Du côté de Dieppe. Dessinées par l’impératrice Eugénie, les pelouses qui séparent le front de mer de la plage témoignent de la période légère et fastueuse de la cité. En 1823 et les étés suivants, la duchesse du Berry se baigne vêtue d’une robe en laine, coiffée d’une toque et chaussée de bottes. Sans mesurer l’impact de son geste, elle lance ainsi la mode des bains de mer, attirant le Tout-Paris. Les plages de la Manche deviennent un lieu prisé.
Au mitan du XIXe siècle, quand le chemin de fer pousse jusqu’à la mer, le bain se démocratise. La haute société se déplace à Trouville, où les élégantes martèlent le sable au bras des distingués crânant. Affranchis de l’accoutrement de la duchesse, bientôt quelques baigneurs se risquent à la trempette en maillot. Conduits à l’eau dans des cabines à roulettes, ils se changent à l’abri des regards, se mouillent en tenue légère. C’est sans doute trop osé. En tout cas suffisamment pour que la municipalité, soucieuse de moralité, décrète qu’hommes et femmes ne doivent pas nager ensemble. Foin de promiscuité. Un poteau sépare alors les représentants des deux sexes dans l’eau. Et, toujours au XIXe siècle, un gamin est condamné à Dieppe pour s’être baigné nu dans la mer.
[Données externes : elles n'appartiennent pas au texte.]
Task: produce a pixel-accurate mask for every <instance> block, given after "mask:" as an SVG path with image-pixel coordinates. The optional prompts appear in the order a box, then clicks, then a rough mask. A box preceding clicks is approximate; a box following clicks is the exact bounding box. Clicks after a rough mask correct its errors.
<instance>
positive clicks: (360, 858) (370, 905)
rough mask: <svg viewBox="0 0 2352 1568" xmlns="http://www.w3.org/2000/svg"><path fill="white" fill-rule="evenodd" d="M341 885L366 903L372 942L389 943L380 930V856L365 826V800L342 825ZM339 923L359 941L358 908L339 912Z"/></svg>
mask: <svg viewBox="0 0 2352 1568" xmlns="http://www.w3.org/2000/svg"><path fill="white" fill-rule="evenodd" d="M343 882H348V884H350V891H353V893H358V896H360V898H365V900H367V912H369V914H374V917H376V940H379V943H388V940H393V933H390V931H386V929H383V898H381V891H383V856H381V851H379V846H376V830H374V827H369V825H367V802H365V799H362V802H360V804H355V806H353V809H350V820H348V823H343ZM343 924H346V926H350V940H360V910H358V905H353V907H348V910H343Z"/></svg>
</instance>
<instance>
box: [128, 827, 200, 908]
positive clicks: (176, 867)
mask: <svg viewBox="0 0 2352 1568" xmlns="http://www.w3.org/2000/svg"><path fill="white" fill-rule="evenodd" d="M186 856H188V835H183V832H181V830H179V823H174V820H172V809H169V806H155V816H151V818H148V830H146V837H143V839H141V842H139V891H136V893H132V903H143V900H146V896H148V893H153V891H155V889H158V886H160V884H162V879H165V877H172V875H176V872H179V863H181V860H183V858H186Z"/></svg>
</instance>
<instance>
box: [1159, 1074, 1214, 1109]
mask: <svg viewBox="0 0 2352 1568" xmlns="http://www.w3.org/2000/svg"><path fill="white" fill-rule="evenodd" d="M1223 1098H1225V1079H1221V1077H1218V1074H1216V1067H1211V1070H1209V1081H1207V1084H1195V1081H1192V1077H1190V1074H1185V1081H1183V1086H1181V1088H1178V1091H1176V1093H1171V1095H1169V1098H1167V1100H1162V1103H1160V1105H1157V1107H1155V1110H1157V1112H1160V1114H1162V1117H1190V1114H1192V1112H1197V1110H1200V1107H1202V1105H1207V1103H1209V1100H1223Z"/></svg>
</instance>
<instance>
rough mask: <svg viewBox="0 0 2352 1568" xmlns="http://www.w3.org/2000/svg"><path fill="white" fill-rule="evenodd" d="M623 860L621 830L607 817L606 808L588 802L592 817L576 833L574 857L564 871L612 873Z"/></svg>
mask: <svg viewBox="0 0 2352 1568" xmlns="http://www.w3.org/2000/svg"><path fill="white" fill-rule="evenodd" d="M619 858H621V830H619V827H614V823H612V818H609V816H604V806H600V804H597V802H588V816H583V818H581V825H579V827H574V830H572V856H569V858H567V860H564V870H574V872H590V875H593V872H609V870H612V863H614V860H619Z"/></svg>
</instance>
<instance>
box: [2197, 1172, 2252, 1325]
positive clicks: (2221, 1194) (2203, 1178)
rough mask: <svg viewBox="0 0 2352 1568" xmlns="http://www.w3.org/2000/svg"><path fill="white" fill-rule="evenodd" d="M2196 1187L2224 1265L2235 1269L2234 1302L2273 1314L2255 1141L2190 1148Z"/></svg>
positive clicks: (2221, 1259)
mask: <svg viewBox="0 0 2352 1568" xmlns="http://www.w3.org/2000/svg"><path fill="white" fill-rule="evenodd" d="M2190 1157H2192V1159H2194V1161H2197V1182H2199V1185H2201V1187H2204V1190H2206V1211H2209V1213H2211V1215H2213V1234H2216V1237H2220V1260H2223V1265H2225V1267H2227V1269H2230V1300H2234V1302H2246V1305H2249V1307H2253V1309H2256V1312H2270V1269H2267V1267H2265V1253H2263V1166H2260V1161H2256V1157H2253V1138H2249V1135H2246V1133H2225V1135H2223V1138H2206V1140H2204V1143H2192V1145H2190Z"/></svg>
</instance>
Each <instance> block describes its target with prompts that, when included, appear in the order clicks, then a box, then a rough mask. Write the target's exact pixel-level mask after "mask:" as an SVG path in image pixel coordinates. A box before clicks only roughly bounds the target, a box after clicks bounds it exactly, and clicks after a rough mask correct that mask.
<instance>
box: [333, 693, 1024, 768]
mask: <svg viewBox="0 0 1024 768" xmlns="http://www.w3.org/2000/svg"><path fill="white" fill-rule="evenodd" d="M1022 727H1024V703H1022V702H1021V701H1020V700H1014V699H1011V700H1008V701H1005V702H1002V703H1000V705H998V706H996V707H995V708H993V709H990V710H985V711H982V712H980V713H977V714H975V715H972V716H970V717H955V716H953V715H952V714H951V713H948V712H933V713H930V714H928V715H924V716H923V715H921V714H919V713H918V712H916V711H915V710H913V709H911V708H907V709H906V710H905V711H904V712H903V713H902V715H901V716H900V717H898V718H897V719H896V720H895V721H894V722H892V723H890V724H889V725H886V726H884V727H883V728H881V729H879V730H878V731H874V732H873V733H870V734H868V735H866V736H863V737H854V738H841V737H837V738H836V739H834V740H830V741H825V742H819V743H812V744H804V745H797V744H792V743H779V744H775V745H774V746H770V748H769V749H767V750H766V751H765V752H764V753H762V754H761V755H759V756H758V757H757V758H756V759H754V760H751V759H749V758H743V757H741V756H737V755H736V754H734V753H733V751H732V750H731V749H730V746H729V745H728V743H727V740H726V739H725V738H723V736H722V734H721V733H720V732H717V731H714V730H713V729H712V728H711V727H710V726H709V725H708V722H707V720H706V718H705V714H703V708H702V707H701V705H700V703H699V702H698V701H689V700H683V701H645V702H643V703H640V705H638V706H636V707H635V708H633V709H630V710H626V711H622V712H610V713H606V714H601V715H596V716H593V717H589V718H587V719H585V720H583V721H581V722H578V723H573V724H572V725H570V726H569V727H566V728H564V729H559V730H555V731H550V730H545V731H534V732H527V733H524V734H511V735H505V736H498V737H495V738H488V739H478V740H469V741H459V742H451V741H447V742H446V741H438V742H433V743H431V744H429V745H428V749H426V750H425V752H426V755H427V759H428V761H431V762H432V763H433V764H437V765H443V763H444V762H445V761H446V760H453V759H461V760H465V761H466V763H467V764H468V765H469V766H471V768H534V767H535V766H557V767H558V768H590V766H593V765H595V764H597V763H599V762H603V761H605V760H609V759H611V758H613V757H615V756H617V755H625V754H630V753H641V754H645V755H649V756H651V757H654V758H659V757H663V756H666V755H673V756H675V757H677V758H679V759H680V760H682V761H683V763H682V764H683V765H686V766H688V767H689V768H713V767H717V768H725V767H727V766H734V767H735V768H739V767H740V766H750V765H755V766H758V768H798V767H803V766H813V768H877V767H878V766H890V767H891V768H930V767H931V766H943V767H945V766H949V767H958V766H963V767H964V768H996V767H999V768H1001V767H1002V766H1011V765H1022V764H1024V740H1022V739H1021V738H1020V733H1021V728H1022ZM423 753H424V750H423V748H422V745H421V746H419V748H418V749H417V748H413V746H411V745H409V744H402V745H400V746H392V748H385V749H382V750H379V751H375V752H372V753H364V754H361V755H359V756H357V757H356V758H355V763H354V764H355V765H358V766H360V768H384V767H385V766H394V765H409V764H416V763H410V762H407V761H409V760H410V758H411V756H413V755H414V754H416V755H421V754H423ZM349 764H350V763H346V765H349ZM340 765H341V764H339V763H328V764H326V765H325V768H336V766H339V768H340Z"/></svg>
À peine plus au nord, à Berck, dans le Pas-de-Calais, il est même « défendu à toute personne en état de nudité de parcourir la plage et d’y établir aucun jeu qui puisse porter atteinte à la décence et à la moralité publique. Tout individu qui voudra se baigner ne pourra le faire que hors de la vue publique et dans des lieux écartés désignés par l’autorité municipale ».
Au fil des images qui longent les côtes françaises, Dominik Rimbault retrace ainsi l’histoire des grandes stations balnéaires. Deauville et Cabourg, Dinard et Biarritz, Collioure et Saint-Tropez. Hôtels de luxe, casinos, champs de course. Le toutim du bien-être de l’aristocratie et de la bourgeoisie, un privilège qui n’échappera pas aux petites classes. Mais bien plus tard. Si ce tour de France s’accompagne d’une autre évolution, celle des codes vestimentaires, du costume de bain six pièces au bikini, il rend compte également de la libération des mœurs.